La gifle, la claque, la baffe, pour montrer que l’on ne se laisse pas faire, pour rendre coup pour coup : la brutalité, la violence, et pourquoi pas la guerre ! Ouh, ça me donne des frissons… Bien sûr, cela se produit la plupart du temps si vous leur êtes hostile, mais reconnaissons que parfois, cela peut arriver parce qu’ils sont blessés ou humiliés... Mais quoiqu’il en soit, le but est de faire mal !
Prédication offerte à l’assemblée paroissiale, dans une « prédication en JE ». C’est une forme qui fait place à un personnage ou un objet témoin qui se trouve ou non dans le texte biblique que nous lisons.
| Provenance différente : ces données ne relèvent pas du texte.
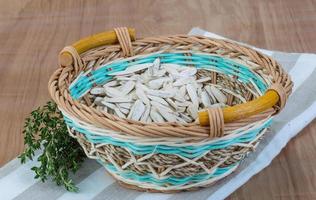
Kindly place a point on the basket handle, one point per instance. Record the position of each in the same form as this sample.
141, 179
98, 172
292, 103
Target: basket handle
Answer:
85, 44
273, 96
245, 110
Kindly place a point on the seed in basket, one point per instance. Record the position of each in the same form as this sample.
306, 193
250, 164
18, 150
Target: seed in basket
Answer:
137, 110
209, 92
123, 110
193, 110
97, 91
127, 87
183, 80
188, 72
167, 115
155, 116
205, 99
125, 105
110, 84
145, 116
160, 73
218, 95
142, 96
172, 103
119, 113
118, 99
109, 105
160, 106
112, 92
98, 100
192, 94
132, 69
203, 80
158, 99
158, 83
161, 93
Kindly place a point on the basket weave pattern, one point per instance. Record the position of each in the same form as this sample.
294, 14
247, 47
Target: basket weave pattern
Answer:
168, 157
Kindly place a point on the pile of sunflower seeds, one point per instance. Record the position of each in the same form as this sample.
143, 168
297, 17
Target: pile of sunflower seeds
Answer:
155, 92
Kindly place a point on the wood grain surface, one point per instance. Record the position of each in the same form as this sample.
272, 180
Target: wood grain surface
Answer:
32, 32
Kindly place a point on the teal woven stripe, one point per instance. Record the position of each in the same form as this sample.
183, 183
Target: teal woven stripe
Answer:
171, 180
223, 65
185, 151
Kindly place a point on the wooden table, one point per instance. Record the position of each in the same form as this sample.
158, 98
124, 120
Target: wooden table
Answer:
32, 32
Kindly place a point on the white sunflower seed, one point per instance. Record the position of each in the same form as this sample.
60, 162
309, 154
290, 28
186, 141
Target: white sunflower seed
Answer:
190, 71
145, 116
127, 87
137, 110
202, 80
218, 95
142, 96
119, 113
97, 91
205, 99
132, 69
192, 94
193, 111
118, 99
155, 116
167, 115
112, 92
158, 99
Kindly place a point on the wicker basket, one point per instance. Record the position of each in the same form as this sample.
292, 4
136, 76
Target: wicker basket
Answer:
169, 157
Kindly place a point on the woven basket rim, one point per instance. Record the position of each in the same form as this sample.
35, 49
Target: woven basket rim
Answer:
62, 77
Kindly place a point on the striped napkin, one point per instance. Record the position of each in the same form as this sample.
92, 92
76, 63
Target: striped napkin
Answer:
17, 182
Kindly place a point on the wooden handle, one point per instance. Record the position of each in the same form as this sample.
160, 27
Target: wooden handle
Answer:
85, 44
256, 106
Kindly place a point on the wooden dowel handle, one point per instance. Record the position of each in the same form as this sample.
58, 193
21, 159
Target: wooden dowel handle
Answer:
85, 44
240, 111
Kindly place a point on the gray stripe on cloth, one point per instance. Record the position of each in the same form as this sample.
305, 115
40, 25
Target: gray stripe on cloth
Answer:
117, 192
9, 167
49, 190
287, 60
299, 101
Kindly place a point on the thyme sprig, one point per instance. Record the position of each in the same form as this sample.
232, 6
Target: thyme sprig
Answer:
60, 154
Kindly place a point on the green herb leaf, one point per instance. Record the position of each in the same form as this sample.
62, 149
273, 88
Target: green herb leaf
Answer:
61, 154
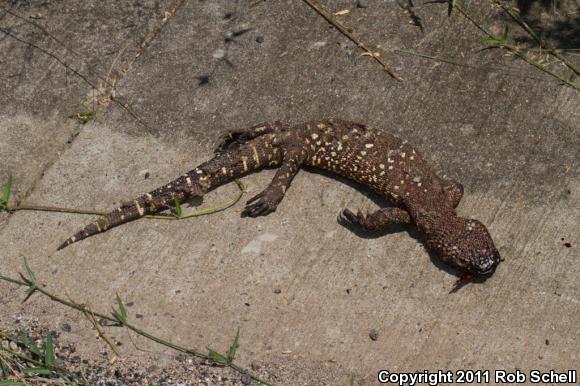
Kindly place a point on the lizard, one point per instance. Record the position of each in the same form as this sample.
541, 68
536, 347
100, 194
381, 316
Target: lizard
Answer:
390, 166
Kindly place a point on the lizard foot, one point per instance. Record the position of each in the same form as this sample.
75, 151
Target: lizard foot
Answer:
260, 205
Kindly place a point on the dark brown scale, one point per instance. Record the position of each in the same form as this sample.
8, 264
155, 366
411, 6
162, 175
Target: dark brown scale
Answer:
384, 163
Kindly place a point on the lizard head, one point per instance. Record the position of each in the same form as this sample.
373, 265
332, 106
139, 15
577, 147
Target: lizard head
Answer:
464, 243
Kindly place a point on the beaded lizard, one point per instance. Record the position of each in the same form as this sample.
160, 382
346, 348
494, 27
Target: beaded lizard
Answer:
386, 164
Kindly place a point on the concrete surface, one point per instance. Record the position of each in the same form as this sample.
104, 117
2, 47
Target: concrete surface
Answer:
511, 140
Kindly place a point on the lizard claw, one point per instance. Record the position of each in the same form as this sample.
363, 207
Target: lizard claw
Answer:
258, 205
348, 217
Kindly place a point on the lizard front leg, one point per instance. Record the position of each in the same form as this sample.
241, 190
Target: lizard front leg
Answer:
267, 201
377, 220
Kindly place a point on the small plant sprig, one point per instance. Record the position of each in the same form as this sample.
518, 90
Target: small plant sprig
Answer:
35, 361
501, 41
177, 212
83, 117
119, 316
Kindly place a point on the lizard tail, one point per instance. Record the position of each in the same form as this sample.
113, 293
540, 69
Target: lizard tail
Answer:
191, 184
119, 216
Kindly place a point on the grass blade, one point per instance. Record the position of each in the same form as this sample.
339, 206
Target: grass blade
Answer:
233, 347
217, 357
37, 370
121, 314
29, 271
49, 359
6, 193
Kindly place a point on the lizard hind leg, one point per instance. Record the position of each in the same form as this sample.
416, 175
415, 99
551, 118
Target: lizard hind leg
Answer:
267, 201
377, 220
234, 137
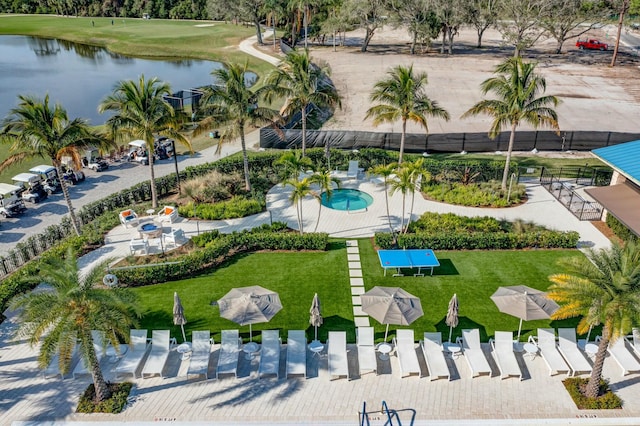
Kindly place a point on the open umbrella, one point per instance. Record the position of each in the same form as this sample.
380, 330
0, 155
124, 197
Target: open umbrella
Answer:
249, 305
452, 315
178, 314
391, 305
524, 302
316, 317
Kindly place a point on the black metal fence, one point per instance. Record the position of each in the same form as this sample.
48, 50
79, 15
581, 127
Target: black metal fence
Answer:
447, 142
562, 185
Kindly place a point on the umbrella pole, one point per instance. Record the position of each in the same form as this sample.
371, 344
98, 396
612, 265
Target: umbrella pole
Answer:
519, 328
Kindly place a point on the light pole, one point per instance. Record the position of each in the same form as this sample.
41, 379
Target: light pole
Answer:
175, 162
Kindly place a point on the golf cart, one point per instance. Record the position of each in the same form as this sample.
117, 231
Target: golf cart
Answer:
10, 204
138, 152
49, 176
93, 161
31, 188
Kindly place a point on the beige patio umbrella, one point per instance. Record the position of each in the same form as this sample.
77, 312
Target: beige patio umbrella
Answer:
315, 318
178, 314
391, 305
524, 302
249, 305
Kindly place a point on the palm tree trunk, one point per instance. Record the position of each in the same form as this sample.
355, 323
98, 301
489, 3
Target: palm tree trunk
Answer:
402, 137
152, 172
67, 199
245, 160
593, 385
505, 174
304, 130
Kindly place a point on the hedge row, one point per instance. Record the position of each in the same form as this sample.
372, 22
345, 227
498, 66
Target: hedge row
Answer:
217, 250
480, 240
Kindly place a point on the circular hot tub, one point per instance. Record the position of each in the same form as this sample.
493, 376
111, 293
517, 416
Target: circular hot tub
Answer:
347, 200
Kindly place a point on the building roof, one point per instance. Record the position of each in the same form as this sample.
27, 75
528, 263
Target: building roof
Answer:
623, 158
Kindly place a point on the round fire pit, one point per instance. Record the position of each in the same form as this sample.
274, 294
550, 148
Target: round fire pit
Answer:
150, 230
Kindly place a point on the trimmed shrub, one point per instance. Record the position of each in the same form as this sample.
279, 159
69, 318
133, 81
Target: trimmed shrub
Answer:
606, 399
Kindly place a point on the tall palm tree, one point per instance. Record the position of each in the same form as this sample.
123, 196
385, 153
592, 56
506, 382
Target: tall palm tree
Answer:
37, 129
301, 188
325, 183
604, 288
232, 103
388, 172
68, 312
302, 84
517, 101
401, 96
141, 112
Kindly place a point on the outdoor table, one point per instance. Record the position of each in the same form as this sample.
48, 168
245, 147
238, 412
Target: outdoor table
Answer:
185, 350
384, 349
530, 350
316, 347
249, 349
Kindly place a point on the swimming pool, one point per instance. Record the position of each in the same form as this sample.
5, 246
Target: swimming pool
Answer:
347, 200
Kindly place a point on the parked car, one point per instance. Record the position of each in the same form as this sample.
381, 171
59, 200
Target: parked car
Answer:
11, 204
592, 44
49, 176
31, 188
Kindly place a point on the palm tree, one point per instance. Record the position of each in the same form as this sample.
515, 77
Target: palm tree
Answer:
388, 172
294, 164
401, 96
70, 310
603, 287
302, 84
325, 182
517, 90
141, 112
37, 129
301, 188
232, 103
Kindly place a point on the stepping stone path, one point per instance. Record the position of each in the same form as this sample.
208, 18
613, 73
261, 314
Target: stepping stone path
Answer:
357, 283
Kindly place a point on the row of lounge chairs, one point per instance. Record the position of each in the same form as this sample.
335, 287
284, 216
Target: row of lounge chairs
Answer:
561, 355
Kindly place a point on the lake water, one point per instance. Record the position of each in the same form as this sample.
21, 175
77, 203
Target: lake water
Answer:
79, 76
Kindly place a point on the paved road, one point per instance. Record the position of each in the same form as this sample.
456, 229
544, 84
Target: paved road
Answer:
97, 185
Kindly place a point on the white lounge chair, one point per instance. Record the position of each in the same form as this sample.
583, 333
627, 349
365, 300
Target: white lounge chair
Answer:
160, 345
473, 353
502, 346
270, 353
406, 351
168, 214
99, 346
138, 347
337, 350
366, 350
354, 170
434, 355
568, 347
296, 353
229, 352
200, 354
546, 342
621, 354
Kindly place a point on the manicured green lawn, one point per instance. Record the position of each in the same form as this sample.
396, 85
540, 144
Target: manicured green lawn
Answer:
473, 275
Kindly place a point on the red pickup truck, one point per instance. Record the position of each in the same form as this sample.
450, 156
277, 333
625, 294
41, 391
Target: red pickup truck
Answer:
591, 44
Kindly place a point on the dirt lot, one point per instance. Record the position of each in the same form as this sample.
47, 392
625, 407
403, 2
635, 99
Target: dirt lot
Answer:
594, 96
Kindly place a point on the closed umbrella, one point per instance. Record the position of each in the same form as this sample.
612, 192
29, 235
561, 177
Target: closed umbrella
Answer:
178, 314
391, 305
524, 302
452, 315
249, 305
315, 318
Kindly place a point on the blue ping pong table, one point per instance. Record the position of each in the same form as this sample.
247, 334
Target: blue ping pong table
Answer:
416, 258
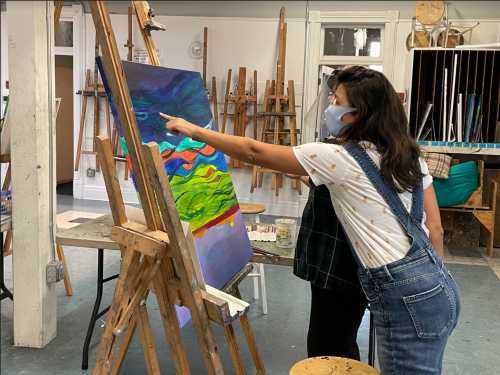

Le projet est de donner à la prédication un relief particulier du fait de cette « mise en scène » – un peu théâtrale…
D’ailleurs, je m’étonne du choix de notre secrétaire d’assemblée pour les textes que nous avons lu ce matin avant d’ouvrir notre séance : tous semblent aller dans le même sens que ce prophète juif.
Par exemple, tout avait bien commencer pour ce roi David : la main de son lieutenant aurait pu être décisive…Magnifique : une vengeance ! Le roi qui lui faisait du mal était à sa merci, il n’y avait plus qu’à le tuer ! Eh bien non, David l’a épargné et a volé la lance du roi Saül, celle-là même avec laquelle ce roi avait tenté de tuer David…! Qu’est-ce qui a bien lui inspirer une telle attitude envers son ennemi ?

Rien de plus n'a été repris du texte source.